Często to, co zapomniane i niedoceniane nabiera specjalnej wartości i atrakcyjności, gdy zostanie odkryte na nowo. Tak bywało wdziejach ludzkości na przykład z cyklicznie odkrywaną i odświeżaną kulturą antyczną. Miło jest też wracać co pewien czas do niektórych wspomnień, jest zresztą wskazane, aby dla własnej higieny psychicznej, regularnie dokonywać pewnych zmian w myśleniu, upodobaniach i weryfikować ich wartość. W sprawie powrotu do przeszłości nie zawsze trzeba sięgać do ogólnoludzkiego dziedzictwa – czasem mamy je niemal dosłownie pod nosem. Nasza najbliższa okolica i własne domy nierzadko są skarbcami niewiarygodnych pamiątek. Obecnie archiwa – państwowe, kościelne i tym podobne instytucje gromadzą znakomite zabytki, są one w coraz większej mierze sukcesywnie indeksowane, digitalizowane i udostępniane publiczności. Są jednak rzeczy, których nie znajdziemy w żadnym publicznym katalogu, żadnej bibliotece, czy archiwum, ani internetowych zbiorach, a które cierpliwie czekają na strychu, albo w piwnicy. Trafiają tam najczęściej przedmioty, które w naszym odczuciu straciły już swoją ważność, znudziły nam się, wyszły z mody, jakieś niezrozumiałe zapiski, nierozpoznawalne zdjęcia, czy inne pamiątki po dziadkach, pradziadkach, czy przyjaciołach. Idą „w odstawkę”, o ile nie zdecydujemy się na wyrzucenie ich na śmietnik, co też się zdarza i bywa nieuniknione – wszak nasze domy nie są z gumy. Mimo wszystko trzeba zachować w naszym życiu równowagę między przeszłością, a teraźniejszością i przyszłością.

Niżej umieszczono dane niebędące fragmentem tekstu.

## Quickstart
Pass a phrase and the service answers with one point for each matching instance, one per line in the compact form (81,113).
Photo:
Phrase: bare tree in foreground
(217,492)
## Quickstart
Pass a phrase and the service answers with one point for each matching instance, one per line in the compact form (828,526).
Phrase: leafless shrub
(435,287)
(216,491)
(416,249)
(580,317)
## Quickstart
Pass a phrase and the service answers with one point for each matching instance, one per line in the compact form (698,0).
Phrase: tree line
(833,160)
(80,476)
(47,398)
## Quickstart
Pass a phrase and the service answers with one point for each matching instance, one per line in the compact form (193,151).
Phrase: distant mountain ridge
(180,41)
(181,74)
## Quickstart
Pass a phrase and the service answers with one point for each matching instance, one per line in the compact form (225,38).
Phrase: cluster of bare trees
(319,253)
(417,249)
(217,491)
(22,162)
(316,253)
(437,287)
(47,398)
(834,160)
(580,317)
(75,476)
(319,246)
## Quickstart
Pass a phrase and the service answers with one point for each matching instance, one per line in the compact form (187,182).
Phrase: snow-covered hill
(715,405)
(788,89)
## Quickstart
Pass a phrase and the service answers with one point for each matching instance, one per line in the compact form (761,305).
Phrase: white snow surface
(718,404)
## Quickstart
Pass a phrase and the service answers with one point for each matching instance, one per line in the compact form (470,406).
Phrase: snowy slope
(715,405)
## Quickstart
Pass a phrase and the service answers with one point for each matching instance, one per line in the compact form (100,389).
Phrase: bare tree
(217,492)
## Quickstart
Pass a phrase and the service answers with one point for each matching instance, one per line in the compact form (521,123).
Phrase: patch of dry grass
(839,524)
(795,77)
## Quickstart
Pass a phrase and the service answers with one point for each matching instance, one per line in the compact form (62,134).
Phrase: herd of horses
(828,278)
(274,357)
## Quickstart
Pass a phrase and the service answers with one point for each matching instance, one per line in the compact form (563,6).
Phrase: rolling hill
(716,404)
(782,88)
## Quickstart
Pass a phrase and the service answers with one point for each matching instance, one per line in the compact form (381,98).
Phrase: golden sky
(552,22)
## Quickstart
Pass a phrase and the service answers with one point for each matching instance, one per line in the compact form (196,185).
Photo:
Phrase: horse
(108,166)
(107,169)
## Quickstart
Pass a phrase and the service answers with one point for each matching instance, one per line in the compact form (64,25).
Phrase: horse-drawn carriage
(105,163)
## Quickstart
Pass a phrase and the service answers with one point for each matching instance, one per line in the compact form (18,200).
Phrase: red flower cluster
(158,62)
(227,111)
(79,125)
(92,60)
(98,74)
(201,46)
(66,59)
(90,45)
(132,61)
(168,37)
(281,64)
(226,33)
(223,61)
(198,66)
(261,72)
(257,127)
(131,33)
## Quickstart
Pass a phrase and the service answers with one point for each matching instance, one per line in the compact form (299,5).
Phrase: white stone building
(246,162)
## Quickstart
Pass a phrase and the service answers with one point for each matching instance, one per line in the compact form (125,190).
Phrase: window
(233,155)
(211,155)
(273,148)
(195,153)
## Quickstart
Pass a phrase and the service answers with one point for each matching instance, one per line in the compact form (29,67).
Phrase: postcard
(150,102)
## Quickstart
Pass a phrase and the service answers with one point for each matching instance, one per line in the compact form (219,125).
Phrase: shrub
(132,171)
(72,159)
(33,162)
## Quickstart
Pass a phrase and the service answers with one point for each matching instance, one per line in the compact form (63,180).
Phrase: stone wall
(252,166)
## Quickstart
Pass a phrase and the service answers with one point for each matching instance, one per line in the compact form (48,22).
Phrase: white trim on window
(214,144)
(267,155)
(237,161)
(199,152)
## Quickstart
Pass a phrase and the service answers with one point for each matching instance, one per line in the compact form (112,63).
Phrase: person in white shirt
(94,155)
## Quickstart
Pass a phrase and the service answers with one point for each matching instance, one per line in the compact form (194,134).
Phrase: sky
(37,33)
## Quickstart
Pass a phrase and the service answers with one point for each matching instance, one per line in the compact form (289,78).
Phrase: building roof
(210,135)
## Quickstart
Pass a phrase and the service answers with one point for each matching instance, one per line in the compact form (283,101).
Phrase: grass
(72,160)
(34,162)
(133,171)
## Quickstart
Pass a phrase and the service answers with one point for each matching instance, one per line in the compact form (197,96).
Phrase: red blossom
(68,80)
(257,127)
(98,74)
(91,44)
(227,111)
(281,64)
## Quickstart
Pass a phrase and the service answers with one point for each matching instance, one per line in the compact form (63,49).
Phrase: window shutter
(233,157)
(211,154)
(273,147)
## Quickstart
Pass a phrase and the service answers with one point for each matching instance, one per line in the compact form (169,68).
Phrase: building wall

Ważna jest jednak świadomość tego, co jest ważne w naszym otoczeniu, by z rozwagą podejmować decyzje o selekcji domowych bibelotów. Warto pamiętać, że i po nas zostaną często podobne sterty nagromadzonych rozmaitości – i pomyśleć, czego byśmy im życzyli w przyszłym „życiu”. W moim przypadku taka świadomość została pobudzona, gdy dotarło do mnie, że właśnie kamienica, w której mieszkałem, po latach uśpienia, zyskała nowego właściciela. Przeczuwałem, że taka zmiana może nieść ze sobą nieoczekiwane i nieodwracalne konsekwencje. Tak też było – rychło po ogłoszeniu wykupienia kamienicy pojawiła się wiadomość, aby mieszkańcy zaopiekowali się swoimi rzeczami pozostawionymi na strychu, gdyż niebawem miała wkroczyć ekipa remontowa, która położy kres czarowności tego miejsca. Trzeba było coś zrobić. Jako dziecko bałem się naszego strychu, tak jak i piwnic, i za nic w świecie nie poszedłbym tam sam – tylko sporadycznie towarzyszyłem mamie, gdy poprosiła mnie, abym pomógł jej nieść pranie, które wieszaliśmy na sznurkach rozwieszonych między belkami. Wzdrygałem się na myśl o zapuszczeniu się w ginące w mrokach kąty, gdzie zalegały przedziwne przedmioty pokryte grubym kurzem i pajęczynami. A leżały tam naprawdę cuda, jakby z innych światów. Zabawki, którymi być może już nie każdy umiałby się bawić, książki osierocone przez swoje wydawnictwa, telewizor, w którym być może oglądano pierwszą emisję „Przygód na Mariensztacie”, a nawet protezy nóg dawno nieżyjącego mojego pradziadka. Gdyby każdy z tych przedmiotów potrafił mówić… Przypomina się jedna z baśni Andersena o starej lampie ulicznej, która przez lata swojej służby była świadkiem nie tylko każdej zwykłej chwili wszystkich mijających ją ludzi, ale i wielu poruszających momentów z ich życia. Gdyby pomyśleć, przez ile rąk przeszły wszystkie te zakurzone przedmioty i jakie niesamowite historie mogłyby nam opowiedzieć, może przeszyć dreszcz ekscytacji, a jednocześnie trudno powstrzymać jęk żalu, że choć te pamiątki są na wyciągnięcie ręki, to na zawsze pozostaną nieme.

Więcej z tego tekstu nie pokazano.